Probably being just 20% alfalfa helps also. Rather then 100%


----------



## r82230 (Mar 1, 2016)

Autotoxicity, hits during germination and new seedlings, not established stands (see attached piece page 3). Alfalfa, doesn't like 'wet feet', hence it drowns.

I plant alfalfa, after alfalfa in MY area, after the old stand in killed (6-8 weeks), BUT I am on lighter ground (sandy loam). When I kill off a field (RU), it is normal 30-50% alfalfa yet. I cut late May/early June, let the field re-grow 10-14 days, spray, then spray again the first week of August, plant couple of days later (no-til). In my area 6 weeks is the time period for autotoxicity.

All of this is in MY area and what works for ME.

Larry


----------



## mlappin (Jun 25, 2009)

Teslan said:


> Probably being just 20% alfalfa helps also.
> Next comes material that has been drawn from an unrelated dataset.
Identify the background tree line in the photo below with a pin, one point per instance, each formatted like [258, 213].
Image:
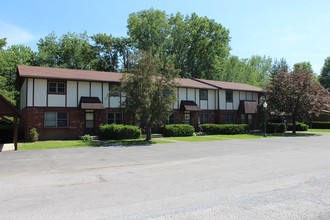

Rather then 100%


Definitely, have always got lucky in the past as well, no-till it then get several days of just a light mist to get all the seed germinated.


----------



## Hugh (Sep 23, 2013)

I never understood the value of crop rotation except to introduce nitrogen (legumes) or to counter the build up to disease or other things like nematodes.

I believe most environmentalists would clammer for rotation or "non-monoculture." What would they say if someone wanted to bulldoze the big redwood forests and plant hemp? After all, if you visit the very old redwood forests, redwoods totally dominate, with only bits of clover and ferns here and there. Been that way for hundreds of thousands of years, so its about time we rotate out of these old trees.


----------



## Teslan (Aug 20, 2011)

Hugh said:


> I never understood the value of crop rotation except to introduce nitrogen (legumes) or to counter the build up to disease or other things like nematodes.
> 
> I believe most environmentalists would clammer for rotation or "non-monoculture." What would they say if someone wanted to bulldoze the big redwood forests and plant hemp? After all, if you visit the very old redwood forests, redwoods totally dominate, with only bits of clover and ferns here and there. Been that way for hundreds of thousands of years, so its about time we rotate out of these old trees.